Clusters - Materialize

Overview

Clusters are pools of compute resources (CPU, memory, and scratch disk space) for running workloads in Materialize. Every operation that requires computation — maintaining sources, indexes, materialized views, or executing queries — must run on a cluster.

-- Create a cluster
CREATE CLUSTER transform_cluster SIZE = '100cc';

-- Use it for a materialized view
CREATE MATERIALIZED VIEW customer_metrics
IN CLUSTER transform_cluster AS
SELECT 
    customer_id,
    COUNT(*) as order_count
FROM orders
GROUP BY customer_id;

Clusters provide resource isolation — workloads on different clusters cannot interfere with each other’s performance.

What Requires Clusters

The following operations require compute resources and must be associated with a cluster:

Sources

Continuously ingesting data from external systems

CREATE SOURCE kafka_events
IN CLUSTER source_cluster
FROM KAFKA CONNECTION kafka_conn
(TOPIC 'events')
FORMAT JSON;

Materialized Views

Incrementally maintaining query results

CREATE MATERIALIZED VIEW summary
IN CLUSTER transform_cluster AS
SELECT * FROM orders;

Indexes

Storing results in memory for fast queries

CREATE INDEX idx
IN CLUSTER serving_cluster
ON my_view(customer_id);

Sinks

Streaming data to external systems

CREATE SINK kafka_sink
IN CLUSTER sink_cluster
FROM my_view
INTO KAFKA CONNECTION kafka_conn
(TOPIC 'output')
FORMAT JSON;

Queries

Executing ad-hoc SELECT and SUBSCRIBE

SET CLUSTER = serving_cluster;

SELECT * FROM my_view
WHERE customer_id = 'CUST-123';

Resource Isolation

Clusters provide strict resource isolation:

┌──────────────────┐     ┌──────────────────┐     ┌──────────────────┐
│  Source Cluster  │     │ Transform Cluster│     │ Serving Cluster  │
│  - CPU: 4 cores  │     │  - CPU: 8 cores  │     │  - CPU: 4 cores  │
│  - RAM: 16 GB    │     │  - RAM: 32 GB    │     │  - RAM: 16 GB    │
│  - Disk: 100 GB  │     │  - Disk: 200 GB  │     │  - Disk: 100 GB  │
└──────────────────┘     └──────────────────┘     └──────────────────┘

Key properties:

Workloads on one cluster cannot consume resources from another
Clusters can fail independently without affecting others
Each cluster has its own memory for indexes and arrangements
Queries in one cluster cannot use indexes from another

If a cluster runs out of memory or CPU, only workloads on that cluster are affected.

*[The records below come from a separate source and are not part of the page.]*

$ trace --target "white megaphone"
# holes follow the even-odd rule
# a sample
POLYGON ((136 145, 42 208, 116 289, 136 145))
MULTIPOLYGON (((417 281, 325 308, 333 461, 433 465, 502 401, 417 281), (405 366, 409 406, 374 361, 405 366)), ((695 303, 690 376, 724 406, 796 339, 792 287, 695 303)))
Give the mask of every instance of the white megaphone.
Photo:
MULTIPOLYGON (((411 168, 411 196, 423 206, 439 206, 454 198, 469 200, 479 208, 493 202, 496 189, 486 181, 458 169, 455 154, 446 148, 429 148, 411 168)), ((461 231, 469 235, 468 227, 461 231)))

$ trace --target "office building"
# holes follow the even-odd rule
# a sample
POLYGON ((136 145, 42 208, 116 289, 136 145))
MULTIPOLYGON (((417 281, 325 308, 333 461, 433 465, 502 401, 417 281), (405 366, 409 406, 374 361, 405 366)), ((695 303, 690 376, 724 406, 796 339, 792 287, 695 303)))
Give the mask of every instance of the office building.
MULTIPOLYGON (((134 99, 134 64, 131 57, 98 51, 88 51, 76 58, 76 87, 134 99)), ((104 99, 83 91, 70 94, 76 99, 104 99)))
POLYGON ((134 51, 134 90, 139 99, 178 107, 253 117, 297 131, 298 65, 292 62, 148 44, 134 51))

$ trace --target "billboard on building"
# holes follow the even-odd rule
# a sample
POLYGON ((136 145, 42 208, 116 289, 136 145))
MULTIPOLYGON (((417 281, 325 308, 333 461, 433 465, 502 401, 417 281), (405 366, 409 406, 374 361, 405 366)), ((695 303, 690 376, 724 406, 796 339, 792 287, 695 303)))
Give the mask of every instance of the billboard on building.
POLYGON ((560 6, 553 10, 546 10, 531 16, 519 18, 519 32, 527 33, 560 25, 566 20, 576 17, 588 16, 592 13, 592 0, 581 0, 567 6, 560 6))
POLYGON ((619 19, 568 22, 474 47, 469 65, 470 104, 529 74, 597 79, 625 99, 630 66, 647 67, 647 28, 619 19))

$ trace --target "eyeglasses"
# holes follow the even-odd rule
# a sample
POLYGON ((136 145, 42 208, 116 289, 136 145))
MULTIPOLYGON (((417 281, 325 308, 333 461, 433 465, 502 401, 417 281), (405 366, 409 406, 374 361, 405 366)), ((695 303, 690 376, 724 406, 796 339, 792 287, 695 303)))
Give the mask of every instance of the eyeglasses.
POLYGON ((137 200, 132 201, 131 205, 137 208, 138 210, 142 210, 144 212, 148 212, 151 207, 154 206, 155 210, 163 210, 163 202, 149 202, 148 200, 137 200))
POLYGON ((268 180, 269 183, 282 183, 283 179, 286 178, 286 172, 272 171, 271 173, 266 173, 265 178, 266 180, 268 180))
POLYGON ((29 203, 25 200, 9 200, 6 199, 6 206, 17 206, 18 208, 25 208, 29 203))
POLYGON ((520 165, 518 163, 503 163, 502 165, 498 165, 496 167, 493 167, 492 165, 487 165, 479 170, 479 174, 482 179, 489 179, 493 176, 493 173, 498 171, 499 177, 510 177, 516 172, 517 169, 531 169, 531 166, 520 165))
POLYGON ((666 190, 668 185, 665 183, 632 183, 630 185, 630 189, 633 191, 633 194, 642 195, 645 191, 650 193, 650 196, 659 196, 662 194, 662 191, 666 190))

Other clusters continue operating normally.

Cluster Sizing

Clusters are sized using compute credits (cc), which determine resource allocation:

Size	vCPU	Memory	Disk	Use Case
`25cc`	1	4 GB	25 GB	Development, light workloads
`50cc`	2	8 GB	50 GB	Small production sources/sinks
`100cc`	4	16 GB	100 GB	Medium production workloads
`200cc`	8	32 GB	200 GB	Large transforms, many indexes
`400cc`	16	64 GB	400 GB	Heavy aggregations, large state
`600cc`	24	96 GB	600 GB	Very large workloads
`800cc`	32	128 GB	800 GB	Extreme scale

Creating Clusters

-- Small cluster for development
CREATE CLUSTER dev_cluster SIZE = '25cc';

-- Medium cluster for production sources
CREATE CLUSTER source_cluster SIZE = '100cc';

-- Large cluster for complex transformations
CREATE CLUSTER transform_cluster SIZE = '400cc';

-- Cluster with multiple replicas for fault tolerance
CREATE CLUSTER ha_cluster (
    SIZE = '200cc',
    REPLICATION FACTOR = 2
);

Resizing Clusters

Clusters can be resized dynamically:

-- Scale up for increased load
ALTER CLUSTER transform_cluster SET (SIZE = '400cc');

-- Scale down during low-traffic periods
ALTER CLUSTER transform_cluster SET (SIZE = '100cc');

Use the Environment Overview page in the Materialize Console to monitor CPU and memory utilization before resizing.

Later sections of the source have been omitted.